Valerian Stan (born 1955) is a Romanian publicist, civic and human rights activist, dignitary, lawyer, and military officer.

==Education and career==
He was born in Sascut, Bacău County. In 1977, Stan graduated the Nicolae Bălcescu Military School of active infantry officers from Sibiu. At graduation he received the rank of lieutenant and was assigned to a military unit in Bucharest. For nearly eight years he served as platoon and companion commander. Subsequently, until the end of 1989, he held administrative positions in the fields of logistics and labor protection, including within military construction units in the "national economy". Between 1982 and 1987, he attended the courses of the Faculty of Law at the University of Bucharest.
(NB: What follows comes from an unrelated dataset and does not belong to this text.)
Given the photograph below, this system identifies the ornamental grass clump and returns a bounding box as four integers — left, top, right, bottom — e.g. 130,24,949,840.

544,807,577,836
After the Romanian Revolution of December 1989, he was a publicist, one of the leaders of the Civic Alliance, and he worked in human rights and think-tank organizations (APADOR-CH, CRJ, IPP, etc.). Between December 1996 and August 1997, he was state secretary, chief of Government's Control Department (GCD), within the government of Victor Ciorbea. The investigations he coordinated in this position uncovered several irregularities of some high officials affiliated to the governmental coalition (the questionable selling of part of the navy's property, the Flota-Fleet dossier, "Petroklav"/Traian Băsescu and others, the occupancy or the illegal appropriation of several residences from the state's special locative fund, etc.) This fact finally led to Stan's dismissal from the position – a decision that later was considered as a mistake by Prime Minister Ciorbea and Minister Băsescu. In subsequent years, this measure had serious consequences in the fight against corruption in Romania.